Strengths & Weaknesses
- Freehold tenure in D9 CCR — no lease decay risk
- Bencoolen MRT (Downtown Line) 440m — genuine 5-minute walk
- Dhoby Ghaut interchange (3 lines) 470m in opposite direction
- Walkability score 91/100 — hawkers, malls, parks all accessible on foot
- PSF ~$1,874 vs freehold peers at $3,000-$3,200 — substantial discount
- Gross yield 3.96% — above-average for CCR freehold asset
- SMU/NAFA/LASALLE tenant pool — stable demand from academics and arts professionals
- Fort Canning Park, National Museum, Singapore Art Museum all within 15-min walk
- 14 units — exceptional privacy and no crowded communal spaces
- Low maintenance fees relative to amenity-heavy mega-condos
- No pool, gym, or in-compound recreational facilities
- Only 14 units — very thin transaction volume, illiquid resale market
- Building completed 2002 — renovation budget likely required ($80k-$120k)
- Limited comparable transactions make price discovery difficult
- No professional managing agent at scale; maintenance governance depends on small MCST
- Sophia Road has some ambient traffic and pedestrian noise during daytime
- Investment score 56/100 reflects liquidity constraints of micro-boutique scale
Verdict
Wharton Vale is a straightforward proposition for a specific type of buyer: someone who values freehold CCR land at a significant psf discount to the market, does not require in-compound resort amenities, is comfortable with a 2002 building requiring renovation, and wants genuine walkability to multiple MRT lines rather than the manufactured “connectivity” of a development one kilometre from its nearest station. At S$1,874 psf versus The Avenir’s S$3,190 psf, the psf gap is wide enough to absorb a full renovation, several years of maintenance fees, and still represent a significant discount to equivalent freehold address quality.

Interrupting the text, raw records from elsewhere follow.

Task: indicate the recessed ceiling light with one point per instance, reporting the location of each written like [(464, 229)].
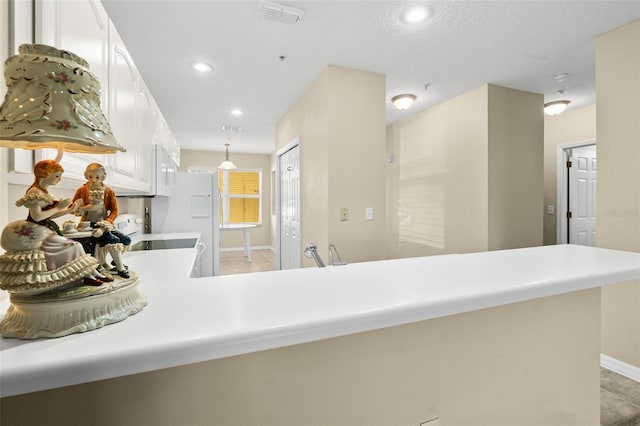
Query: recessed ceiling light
[(555, 107), (202, 67), (561, 76), (404, 101), (415, 15)]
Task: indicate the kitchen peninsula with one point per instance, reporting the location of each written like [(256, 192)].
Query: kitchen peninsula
[(505, 337)]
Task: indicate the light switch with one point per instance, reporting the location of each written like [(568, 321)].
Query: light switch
[(368, 213), (344, 214)]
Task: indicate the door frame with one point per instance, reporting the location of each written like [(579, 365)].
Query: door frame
[(288, 147), (562, 185)]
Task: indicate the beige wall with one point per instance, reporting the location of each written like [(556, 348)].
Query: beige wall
[(466, 175), (340, 122), (618, 186), (571, 127), (260, 236), (498, 366), (515, 162)]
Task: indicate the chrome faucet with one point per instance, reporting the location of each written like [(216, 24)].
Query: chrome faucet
[(311, 252)]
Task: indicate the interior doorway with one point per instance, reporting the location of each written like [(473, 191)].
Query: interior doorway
[(577, 178), (288, 202)]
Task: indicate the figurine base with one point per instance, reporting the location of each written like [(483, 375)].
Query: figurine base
[(73, 310)]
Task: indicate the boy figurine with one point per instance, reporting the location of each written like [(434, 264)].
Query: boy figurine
[(100, 207)]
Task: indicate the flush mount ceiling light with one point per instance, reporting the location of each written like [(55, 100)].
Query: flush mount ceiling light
[(415, 15), (226, 164), (202, 67), (555, 107), (404, 101), (280, 13)]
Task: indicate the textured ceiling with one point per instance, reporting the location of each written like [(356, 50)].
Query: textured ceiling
[(462, 45)]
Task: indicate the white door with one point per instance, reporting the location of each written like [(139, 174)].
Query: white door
[(289, 208), (582, 196)]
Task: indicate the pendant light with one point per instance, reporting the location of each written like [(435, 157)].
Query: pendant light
[(227, 164)]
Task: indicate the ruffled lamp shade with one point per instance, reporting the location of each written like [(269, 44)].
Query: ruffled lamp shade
[(53, 101)]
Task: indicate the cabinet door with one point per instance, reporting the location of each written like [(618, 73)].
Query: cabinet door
[(123, 112), (147, 134)]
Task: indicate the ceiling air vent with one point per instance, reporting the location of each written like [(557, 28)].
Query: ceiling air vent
[(280, 13)]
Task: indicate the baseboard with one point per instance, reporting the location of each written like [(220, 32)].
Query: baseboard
[(622, 368), (252, 248)]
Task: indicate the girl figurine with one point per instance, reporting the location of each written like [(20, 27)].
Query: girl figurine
[(99, 206), (39, 257)]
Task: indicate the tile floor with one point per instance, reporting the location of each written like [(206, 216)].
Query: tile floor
[(619, 396), (235, 262), (619, 400)]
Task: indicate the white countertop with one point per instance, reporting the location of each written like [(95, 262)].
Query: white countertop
[(190, 320)]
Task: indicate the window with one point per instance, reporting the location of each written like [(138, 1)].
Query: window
[(241, 191)]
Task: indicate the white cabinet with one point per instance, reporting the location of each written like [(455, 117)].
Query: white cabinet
[(128, 109), (83, 27)]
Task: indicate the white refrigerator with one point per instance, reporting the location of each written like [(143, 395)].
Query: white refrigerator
[(193, 207)]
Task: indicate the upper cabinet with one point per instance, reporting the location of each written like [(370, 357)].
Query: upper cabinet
[(84, 28)]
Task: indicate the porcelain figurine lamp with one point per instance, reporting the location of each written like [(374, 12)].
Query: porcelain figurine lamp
[(56, 283)]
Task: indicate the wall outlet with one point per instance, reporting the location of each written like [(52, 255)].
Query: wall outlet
[(368, 213), (344, 214)]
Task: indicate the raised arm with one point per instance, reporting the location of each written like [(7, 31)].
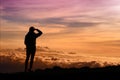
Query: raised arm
[(39, 33)]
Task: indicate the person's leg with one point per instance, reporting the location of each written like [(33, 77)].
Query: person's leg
[(27, 59), (32, 58)]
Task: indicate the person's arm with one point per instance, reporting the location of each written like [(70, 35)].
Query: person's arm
[(39, 33)]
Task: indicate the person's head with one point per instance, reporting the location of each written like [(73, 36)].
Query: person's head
[(31, 29)]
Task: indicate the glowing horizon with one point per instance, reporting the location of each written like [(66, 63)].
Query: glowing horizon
[(89, 26)]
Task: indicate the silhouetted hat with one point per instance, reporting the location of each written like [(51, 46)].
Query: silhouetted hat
[(31, 28)]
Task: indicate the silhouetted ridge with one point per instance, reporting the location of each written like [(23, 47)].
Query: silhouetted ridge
[(57, 73)]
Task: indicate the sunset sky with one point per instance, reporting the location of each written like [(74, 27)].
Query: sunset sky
[(89, 26), (76, 33)]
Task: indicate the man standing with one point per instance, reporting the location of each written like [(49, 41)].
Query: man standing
[(30, 42)]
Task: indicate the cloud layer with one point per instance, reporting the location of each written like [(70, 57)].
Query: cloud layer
[(12, 60)]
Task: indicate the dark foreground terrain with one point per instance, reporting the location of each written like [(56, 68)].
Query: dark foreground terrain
[(57, 73)]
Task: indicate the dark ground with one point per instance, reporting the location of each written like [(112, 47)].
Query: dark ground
[(57, 73)]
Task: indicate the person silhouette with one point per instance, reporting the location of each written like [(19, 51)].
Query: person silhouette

The investment thesis is equally clear. A gross rental yield of 3.96% on a freehold D9 asset — with an average rent of S$3,465 per month against a median price of S$1,090,000 — compares favourably to the sub-3% yields typical of newer CCR launches. The 14-unit scale means supply is constrained; when a unit does come to market, it faces limited competition from within the same block. The SMU and arts-institution cluster nearby generates a consistent tenant pool of academics, students (graduate and postdoctoral), and arts professionals who value proximity to their campus over compound amenities.
The counterarguments are real. With only five transactions on record, price discovery is thin; individual deals are idiosyncratic rather than market-reflective. The building is 24 years old and the absence of a sinking fund history at a 14-unit scale warrants due diligence on major infrastructure — lifts, waterproofing, pipework. And for buyers accustomed to resort-style living, the adjustment to no pool and no gym is not trivial. But for the investor or owner-occupier willing to look past surface comparisons, Wharton Vale offers a rare convergence: freehold tenure, sub-S$2,000 psf, two-MRT-line walkability, and a walkability score of 91 in one of Singapore’s most culturally vivid urban precincts.